Orgulho: um inimigo sutil

O orgulho é um inimigo muito perigoso, por isso, este é um convite para o autoexame, cuja finalidade é verificar se não estamos algemados com esta fera selvagem. Além disso, a caminhada dos cristãos radicais é sempre desafiadora, portanto, avaliar as condições ao redor é uma medida necessária.

O caminho para o céu e o orgulho

Na jornada para a Jerusalém Celestial não é raro encontrar peregrinos duramente feridos pelo orgulho. Estes santos, embora convictos da salvação, passearam pelo bosque da vaidade, e, de repente, viram suas almas golpeadas nas armadilhas do orgulho. Alguns sobrevivem a essas quedas, outros não.

Os que vencem, seguem o conselho do Santo Livro, que argumenta: lembra-te de onde tu caíste e arrepende-te (Apocalipse 2: 5a). Assim como Pedro, escutam a voz do Senhor lhe perguntando: tu me amas? (João 21: 15). Em seguida, choram em profundo arrependimento, buscando, como aquele apóstolo, atender a voz do Cordeiro.

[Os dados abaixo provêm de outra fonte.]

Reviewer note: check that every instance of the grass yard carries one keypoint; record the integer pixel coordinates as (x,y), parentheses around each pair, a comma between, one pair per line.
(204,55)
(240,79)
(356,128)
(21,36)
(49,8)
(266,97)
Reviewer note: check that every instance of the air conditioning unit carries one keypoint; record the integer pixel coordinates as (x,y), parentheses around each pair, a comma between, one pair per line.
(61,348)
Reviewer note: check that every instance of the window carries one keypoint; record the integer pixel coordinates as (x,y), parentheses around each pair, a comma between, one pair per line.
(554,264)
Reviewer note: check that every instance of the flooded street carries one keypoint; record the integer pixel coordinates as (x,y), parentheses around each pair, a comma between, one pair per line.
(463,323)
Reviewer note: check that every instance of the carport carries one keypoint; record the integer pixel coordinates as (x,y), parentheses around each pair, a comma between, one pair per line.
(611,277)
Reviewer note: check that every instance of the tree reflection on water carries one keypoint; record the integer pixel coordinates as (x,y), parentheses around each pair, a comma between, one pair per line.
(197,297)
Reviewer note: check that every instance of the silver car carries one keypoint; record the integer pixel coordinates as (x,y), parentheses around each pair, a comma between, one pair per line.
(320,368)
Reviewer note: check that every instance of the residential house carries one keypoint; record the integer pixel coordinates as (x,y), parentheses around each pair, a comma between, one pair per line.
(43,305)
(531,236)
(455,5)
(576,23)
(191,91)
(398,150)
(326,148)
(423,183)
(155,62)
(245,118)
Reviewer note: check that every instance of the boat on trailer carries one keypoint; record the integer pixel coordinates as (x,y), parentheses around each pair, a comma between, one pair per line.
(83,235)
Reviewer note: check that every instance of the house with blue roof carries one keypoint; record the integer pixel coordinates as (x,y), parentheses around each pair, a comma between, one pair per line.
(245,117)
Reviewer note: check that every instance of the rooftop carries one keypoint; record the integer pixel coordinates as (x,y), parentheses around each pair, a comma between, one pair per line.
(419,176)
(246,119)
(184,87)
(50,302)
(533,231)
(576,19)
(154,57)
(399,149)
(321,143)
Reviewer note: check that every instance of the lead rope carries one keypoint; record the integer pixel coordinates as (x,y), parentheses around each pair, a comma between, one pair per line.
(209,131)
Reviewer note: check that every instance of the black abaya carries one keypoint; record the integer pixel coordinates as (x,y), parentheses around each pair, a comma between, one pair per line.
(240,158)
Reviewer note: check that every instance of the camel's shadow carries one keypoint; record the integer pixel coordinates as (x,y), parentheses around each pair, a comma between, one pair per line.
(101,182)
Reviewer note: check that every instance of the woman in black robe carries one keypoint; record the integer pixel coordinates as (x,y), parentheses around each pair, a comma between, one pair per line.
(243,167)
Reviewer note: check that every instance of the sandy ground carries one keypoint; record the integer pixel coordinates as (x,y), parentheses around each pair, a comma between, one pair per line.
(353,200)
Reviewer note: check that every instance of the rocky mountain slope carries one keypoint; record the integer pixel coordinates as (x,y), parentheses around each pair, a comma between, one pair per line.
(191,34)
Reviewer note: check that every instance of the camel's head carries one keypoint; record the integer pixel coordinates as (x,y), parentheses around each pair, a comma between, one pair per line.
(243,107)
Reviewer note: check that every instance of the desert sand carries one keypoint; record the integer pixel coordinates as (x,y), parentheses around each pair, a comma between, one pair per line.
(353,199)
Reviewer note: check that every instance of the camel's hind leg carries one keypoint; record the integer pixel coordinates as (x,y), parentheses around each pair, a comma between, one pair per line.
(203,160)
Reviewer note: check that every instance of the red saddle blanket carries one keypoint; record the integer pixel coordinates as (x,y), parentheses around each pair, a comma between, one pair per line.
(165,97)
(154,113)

Por outro lado, nem todos sobrevivem aos ataques deste inimigo da alma. Alguns, por falta de vigilância ou de oração (ou ainda, das duas coisas), gastam todos os seus dias caminhando em círculos, pelas paisagens daquele bosque sombrio.

Ao se perderem em algum caminho estranho, pensam estar na avenida da salvação. Contudo, suas mentes foram cauterizadas, e suas visões, corrompidas. Estão completamente entregues nas mãos do inimigo e, ainda assim, demonstram certo senso de direção aos que estão ao redor. É sobre estes que assevera Judas (não o Iscariotes): são nuvens sem águas! São como árvores sem raízes, estão duas vezes mortas (Judas v. 12).

Se os piedosos, vez por outra, são vítimas desta fera selvagem, o que dizer do insensato? Sobre este, a Santa Palavra só tem um argumento: necessário vos é nascer de novo (João 3: 7b).

O orgulho é um animal indomável, ele é perigoso demais. Aventurar em tratá-lo com carinho pode resultar numa tragédia sem precedentes. Sua casa, consolidada no bosque da vaidade, está cheia de armas letais. Todavia, sua feição não parece agressiva, e por trás de seu olhar cativante há um oceano de maldade.

Não se engane, o orgulho é um inimigo sutil, ele é o próprio arquiteto da destruição! Qualquer que dele se aproxime não sairá ileso.